Economic Development: Whose Asset Building?

Business Development and Tax Policy

There are a number of economic approaches and apparatuses that the city can differently support, to enable not only job-creation but real asset-building for all workers in the city.

An equitable innovation economy

The millenial generation is well-known for their innovation with technology and their embrace of diversity and social change, so are important sources for problem-solving and imagining new work forces and new industries. Yet inequity and racial disparity in nearly every Baltimore indicator mean that millenials of color are twice as likely as their white peers to be unemployed, to face staggering amounts of debt if they are able to attend college, and to face innumerable other obstacles. Freddie Gray and Korryn Gaines were millenials, yet his hyper-policed and under-resourced neighborhood hardly represents the work of a city seeking to nurture its next economic leaders[16]. The task of truly creating an equitable innovation economy is a crucial example of the the importance of the interrelated factors, and need for interrelated solutions, as mentioned above.

Democratically controlled economic institutions

The hallmark of solidarity economics are more democratically controlled, forms of business, which take a variety of forms including worker cooperatives, horizontally managed ESOPs (Employee Stock Ownership Plans), worker self-directed non-profits, community land trusts, and other forms of social enterprise that include pathways to employee ownership of capital[17].

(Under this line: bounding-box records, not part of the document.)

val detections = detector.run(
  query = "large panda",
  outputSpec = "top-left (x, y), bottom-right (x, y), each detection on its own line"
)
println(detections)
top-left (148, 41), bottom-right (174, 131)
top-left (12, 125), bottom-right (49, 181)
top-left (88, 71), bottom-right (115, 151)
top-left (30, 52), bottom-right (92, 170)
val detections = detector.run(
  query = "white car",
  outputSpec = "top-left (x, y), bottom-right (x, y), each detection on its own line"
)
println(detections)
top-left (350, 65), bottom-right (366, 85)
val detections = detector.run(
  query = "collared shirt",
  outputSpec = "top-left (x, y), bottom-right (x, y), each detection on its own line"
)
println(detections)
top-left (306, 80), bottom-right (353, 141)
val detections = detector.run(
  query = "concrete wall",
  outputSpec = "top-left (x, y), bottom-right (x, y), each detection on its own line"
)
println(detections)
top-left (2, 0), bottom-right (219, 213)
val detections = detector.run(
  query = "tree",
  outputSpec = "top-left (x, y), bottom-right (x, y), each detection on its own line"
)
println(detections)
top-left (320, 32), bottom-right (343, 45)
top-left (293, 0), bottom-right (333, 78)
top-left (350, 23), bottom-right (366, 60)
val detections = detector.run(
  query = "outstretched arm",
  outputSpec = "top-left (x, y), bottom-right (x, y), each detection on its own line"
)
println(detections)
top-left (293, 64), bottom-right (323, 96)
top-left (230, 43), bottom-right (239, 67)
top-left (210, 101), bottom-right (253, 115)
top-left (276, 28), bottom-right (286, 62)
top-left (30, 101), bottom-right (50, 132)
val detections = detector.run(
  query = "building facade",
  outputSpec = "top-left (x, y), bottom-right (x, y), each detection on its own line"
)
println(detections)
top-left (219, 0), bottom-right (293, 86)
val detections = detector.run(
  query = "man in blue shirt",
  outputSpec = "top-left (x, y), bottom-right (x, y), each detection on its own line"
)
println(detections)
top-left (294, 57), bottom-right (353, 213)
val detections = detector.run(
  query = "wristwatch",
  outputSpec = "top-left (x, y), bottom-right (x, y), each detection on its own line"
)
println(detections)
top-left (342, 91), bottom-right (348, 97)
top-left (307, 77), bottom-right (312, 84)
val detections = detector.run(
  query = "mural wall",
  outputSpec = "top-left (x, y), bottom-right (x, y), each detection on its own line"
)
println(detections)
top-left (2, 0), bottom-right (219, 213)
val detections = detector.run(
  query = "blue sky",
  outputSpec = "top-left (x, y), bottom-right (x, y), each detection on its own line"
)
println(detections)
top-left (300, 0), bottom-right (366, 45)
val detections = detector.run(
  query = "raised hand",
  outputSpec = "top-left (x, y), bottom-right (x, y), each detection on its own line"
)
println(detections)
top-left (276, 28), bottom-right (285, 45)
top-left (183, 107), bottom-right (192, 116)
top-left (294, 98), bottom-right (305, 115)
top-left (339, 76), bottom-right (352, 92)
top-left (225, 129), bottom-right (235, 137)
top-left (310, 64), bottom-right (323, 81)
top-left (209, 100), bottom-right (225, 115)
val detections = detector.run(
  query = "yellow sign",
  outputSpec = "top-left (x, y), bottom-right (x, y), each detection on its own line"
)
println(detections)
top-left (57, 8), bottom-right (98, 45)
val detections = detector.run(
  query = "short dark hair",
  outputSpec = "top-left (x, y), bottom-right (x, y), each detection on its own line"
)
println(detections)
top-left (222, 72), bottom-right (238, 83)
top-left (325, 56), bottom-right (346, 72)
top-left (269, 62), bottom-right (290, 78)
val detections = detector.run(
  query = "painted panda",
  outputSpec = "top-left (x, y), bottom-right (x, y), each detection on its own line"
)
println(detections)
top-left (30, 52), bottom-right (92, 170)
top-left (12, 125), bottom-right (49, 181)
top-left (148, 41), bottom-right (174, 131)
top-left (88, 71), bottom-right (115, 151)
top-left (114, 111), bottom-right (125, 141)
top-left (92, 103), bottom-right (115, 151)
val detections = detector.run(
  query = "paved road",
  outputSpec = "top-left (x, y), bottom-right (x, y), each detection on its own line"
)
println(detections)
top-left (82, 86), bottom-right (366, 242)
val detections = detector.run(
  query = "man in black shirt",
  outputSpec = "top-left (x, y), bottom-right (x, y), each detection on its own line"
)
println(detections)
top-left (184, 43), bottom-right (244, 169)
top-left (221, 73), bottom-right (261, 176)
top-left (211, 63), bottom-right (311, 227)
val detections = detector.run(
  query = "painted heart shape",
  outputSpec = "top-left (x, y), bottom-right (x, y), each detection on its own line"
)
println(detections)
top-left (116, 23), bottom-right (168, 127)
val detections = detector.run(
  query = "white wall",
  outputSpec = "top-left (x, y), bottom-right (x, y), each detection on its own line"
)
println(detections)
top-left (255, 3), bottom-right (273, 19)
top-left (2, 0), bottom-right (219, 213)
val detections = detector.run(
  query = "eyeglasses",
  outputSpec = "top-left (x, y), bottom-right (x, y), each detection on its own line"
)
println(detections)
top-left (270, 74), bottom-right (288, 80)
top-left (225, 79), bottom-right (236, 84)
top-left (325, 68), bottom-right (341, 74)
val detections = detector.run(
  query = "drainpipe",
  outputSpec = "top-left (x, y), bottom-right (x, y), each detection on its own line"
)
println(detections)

Co-operatives and other forms of democratically controlled institutions are not new developments in communities.  There is also a long history of successful co-operatives, ranging from very small “mom and pop” shops to entities with thousands of worker-owners. Land O’Lakes, one of the largest producers of butter and cheese in the United States, is co-operatively owned with several thousand producer-members, and approximately 10,000 employees. There are also forms of democratically controlled enterprise, meaning that employees have a path to ownership or acquisition of capital, in addition to wage-earning.

Such forms of enterprise—based on networks and mutual aid— have been an important part of most traditions of entrepreneurship, and have a particularly important history in Black communities. Indeed, an array of black workers, activists, and intellectuals have either supported or participated in co-operatives (Gordon Nembhard, 2014).  The dearth of such Black-owned cooperatives and Black solidarity economics today in America is a testament to the massive physical and political violence that Whites were willing to employ to halt such activity, such as with the mass lynchings of Black farmers (who were putting together a farm cooperative) in Elaine, Arkansas in 1919, the bombing and obliteration of Black Tulsa (aka Black Wall Street) in 1921 in Oklahoma, or the destruction of Hayti, North Carolina via urban renewal and highway construction through the 1940s and 1950s.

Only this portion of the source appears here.